Young euro classic

Junge Musiker aus Singapur spielen zwei heimische Häppchen

Das Nationale Jugendorchester aus Singapur, zu Gast beim "young euro classic"-Festival im Konzerthaus, eröffnete sein Programm ausgerechnet mit einem Schlussstück: Rimski-Korsakows "Scheherazade", einer dreiviertelstündigen Erzählung.

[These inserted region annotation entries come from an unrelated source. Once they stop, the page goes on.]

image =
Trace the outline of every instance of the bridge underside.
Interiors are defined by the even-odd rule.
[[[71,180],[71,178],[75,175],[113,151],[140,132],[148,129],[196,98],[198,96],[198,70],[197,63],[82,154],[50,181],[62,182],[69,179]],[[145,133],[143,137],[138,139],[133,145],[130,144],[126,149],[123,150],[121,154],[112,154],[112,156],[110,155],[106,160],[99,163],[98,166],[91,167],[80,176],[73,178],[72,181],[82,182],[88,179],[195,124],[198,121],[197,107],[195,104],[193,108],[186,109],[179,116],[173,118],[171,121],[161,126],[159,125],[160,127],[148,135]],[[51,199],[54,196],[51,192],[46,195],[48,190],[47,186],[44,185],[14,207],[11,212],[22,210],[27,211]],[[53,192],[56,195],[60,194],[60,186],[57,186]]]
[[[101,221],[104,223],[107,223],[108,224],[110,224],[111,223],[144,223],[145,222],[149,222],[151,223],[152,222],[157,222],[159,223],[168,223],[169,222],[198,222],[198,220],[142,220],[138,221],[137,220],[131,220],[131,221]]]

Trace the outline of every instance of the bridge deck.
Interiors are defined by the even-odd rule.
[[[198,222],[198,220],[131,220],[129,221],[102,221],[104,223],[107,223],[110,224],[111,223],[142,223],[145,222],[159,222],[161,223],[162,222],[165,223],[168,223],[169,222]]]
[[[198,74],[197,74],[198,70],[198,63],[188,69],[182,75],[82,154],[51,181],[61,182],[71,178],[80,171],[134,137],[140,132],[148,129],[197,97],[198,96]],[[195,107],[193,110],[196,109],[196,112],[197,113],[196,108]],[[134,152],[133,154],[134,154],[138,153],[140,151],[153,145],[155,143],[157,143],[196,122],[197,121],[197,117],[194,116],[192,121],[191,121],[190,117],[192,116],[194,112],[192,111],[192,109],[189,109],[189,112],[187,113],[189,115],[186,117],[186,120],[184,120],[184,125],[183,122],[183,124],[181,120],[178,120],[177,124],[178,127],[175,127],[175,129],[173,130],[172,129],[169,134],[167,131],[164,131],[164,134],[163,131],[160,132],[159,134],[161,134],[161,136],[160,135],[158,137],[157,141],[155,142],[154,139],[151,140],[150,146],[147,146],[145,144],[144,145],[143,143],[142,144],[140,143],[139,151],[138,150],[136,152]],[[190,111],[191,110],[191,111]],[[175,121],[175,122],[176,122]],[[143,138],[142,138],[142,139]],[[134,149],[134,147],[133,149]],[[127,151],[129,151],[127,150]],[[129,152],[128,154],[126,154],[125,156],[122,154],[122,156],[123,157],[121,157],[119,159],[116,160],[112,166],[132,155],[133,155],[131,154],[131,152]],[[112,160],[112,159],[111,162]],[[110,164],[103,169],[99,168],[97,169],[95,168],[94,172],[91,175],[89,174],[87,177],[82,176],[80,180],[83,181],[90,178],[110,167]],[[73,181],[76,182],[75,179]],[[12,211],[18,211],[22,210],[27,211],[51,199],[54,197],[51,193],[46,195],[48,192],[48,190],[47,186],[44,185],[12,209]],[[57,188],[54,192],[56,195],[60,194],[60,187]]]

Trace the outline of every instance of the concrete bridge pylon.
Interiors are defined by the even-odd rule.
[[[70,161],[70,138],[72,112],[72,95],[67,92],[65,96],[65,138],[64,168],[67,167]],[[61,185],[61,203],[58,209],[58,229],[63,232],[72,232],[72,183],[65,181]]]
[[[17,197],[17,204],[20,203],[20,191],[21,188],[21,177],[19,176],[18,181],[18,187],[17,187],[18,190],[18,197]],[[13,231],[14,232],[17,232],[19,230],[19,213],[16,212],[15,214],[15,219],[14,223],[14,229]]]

Erst nach der Pause führte Darrell Ang, der aufmerksame Dirigent des Abends, sein Orchester, wie vorgesehen, heim in die Gefilde von Singapur und tischte nationale musikalische Heimatkost auf, leider allerdings nur in zwei kleinen Häppchen, alle beide allerdings für den "Europäischen Komponistenpreis" nominiert. Zechariah Goh stiftete mit seinem Klangpoem "Nuances" musikalische "Mitteilungen aus einem fernen Land", das allerdings gar nicht so fern lag, wie man es sich vorgestellt hatte. Es rüttelte sich in Gemessenheit zu musikalischer Distinktion auf, nutzte alle Quellen der Herkömmlichkeit auf durchaus ansprechende Weise. Beinahe ließ es Rimski-Korsakow nachträglich als den zeitgemäßeren Komponisten erscheinen.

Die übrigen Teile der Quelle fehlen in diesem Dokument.